In the middle of the last century, one of the most notorious dungeons
in the Near East was Tehran's "Black Pit." Once the underground reservoir for a public bath, its only outlet was a single
passage down three steep flights of stone steps. Prisoners huddled in their own bodily wastes, languishing in the pit's inky
gloom, subterranean cold and stench-ridden atmosphere. In
this grim setting, the rarest and most cherished of religious events was once again played out: mortal man, outwardly human
in other respects, was summoned by God to bring to humanity a new religious revelation.
The year was 1852, and the man was a Persian nobleman, known today
as Bahá'u'lláh. During His imprisonment, as He sat with his feet in stocks and a 100-pound iron chain around his neck, Bahá'u'lláh
received a vision of God's will for humanity.

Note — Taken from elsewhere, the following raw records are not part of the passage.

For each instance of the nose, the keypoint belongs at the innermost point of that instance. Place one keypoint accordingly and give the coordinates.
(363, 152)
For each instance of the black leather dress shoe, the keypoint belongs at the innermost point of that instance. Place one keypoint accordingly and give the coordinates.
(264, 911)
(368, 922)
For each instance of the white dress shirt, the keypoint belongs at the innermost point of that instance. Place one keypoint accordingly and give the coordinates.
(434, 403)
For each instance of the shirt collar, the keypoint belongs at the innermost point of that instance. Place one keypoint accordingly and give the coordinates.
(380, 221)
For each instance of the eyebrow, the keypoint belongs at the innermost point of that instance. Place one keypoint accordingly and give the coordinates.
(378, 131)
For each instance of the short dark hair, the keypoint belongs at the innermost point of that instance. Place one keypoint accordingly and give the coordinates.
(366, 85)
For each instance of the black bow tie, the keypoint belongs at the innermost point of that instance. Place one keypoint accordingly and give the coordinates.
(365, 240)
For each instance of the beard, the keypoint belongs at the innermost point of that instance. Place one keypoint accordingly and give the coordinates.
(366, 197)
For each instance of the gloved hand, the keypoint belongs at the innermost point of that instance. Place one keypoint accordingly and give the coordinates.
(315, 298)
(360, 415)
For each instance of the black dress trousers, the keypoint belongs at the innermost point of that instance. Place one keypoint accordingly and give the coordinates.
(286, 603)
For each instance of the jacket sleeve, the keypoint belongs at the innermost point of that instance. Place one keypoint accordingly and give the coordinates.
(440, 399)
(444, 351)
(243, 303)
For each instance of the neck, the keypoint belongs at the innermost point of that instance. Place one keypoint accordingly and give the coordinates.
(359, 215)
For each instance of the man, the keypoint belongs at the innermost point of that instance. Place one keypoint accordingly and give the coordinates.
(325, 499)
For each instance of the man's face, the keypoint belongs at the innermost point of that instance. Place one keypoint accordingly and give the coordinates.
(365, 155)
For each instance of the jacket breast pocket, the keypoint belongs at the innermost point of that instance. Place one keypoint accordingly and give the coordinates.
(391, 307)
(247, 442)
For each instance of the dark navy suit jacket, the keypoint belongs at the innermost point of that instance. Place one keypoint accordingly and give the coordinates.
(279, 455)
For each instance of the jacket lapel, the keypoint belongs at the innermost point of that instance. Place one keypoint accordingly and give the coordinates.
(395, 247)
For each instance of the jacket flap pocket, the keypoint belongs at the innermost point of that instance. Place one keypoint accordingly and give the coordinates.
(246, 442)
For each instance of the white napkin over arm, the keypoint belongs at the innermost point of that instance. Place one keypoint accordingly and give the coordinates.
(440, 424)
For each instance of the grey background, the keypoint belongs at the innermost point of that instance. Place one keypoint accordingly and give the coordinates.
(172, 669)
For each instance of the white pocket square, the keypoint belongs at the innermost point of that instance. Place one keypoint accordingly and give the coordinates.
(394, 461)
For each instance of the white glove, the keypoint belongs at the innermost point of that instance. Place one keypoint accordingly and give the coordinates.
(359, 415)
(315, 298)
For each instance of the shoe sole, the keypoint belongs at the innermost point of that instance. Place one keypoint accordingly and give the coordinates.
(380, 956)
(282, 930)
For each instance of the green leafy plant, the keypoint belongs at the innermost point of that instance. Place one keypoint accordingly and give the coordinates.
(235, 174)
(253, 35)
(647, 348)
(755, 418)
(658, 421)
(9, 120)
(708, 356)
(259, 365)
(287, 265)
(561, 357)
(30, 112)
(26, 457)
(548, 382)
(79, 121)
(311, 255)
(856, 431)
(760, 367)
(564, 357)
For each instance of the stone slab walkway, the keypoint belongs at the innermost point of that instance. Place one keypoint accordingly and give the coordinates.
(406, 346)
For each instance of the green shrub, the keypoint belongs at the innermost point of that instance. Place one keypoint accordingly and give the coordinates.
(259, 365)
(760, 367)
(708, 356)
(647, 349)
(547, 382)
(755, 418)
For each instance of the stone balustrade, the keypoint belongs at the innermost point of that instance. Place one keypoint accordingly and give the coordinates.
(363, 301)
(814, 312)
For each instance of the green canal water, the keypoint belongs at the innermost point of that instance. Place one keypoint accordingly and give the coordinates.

The event is comparable to those great moments of the ancient past
when God revealed Himself to His earlier Messengers: when Moses stood before the Burning Bush; when the Buddha received enlightenment
under the Bodhi tree; when the Holy Spirit, in the form of a dove, descended upon Jesus; or when the archangel Gabriel appeared
to Muhammad.
Bahá'u'lláh's experience in the Black Pit set in motion a process of
religious revelation which, over the next 40 years, led to the production of thousands of books, tablets and letters--which
today form the core of the sacred scripture of Bahá'í Faith. In those writings, He outlined a framework for the reconstruction
of human society at all spiritual, moral, economic, political, and philosophical.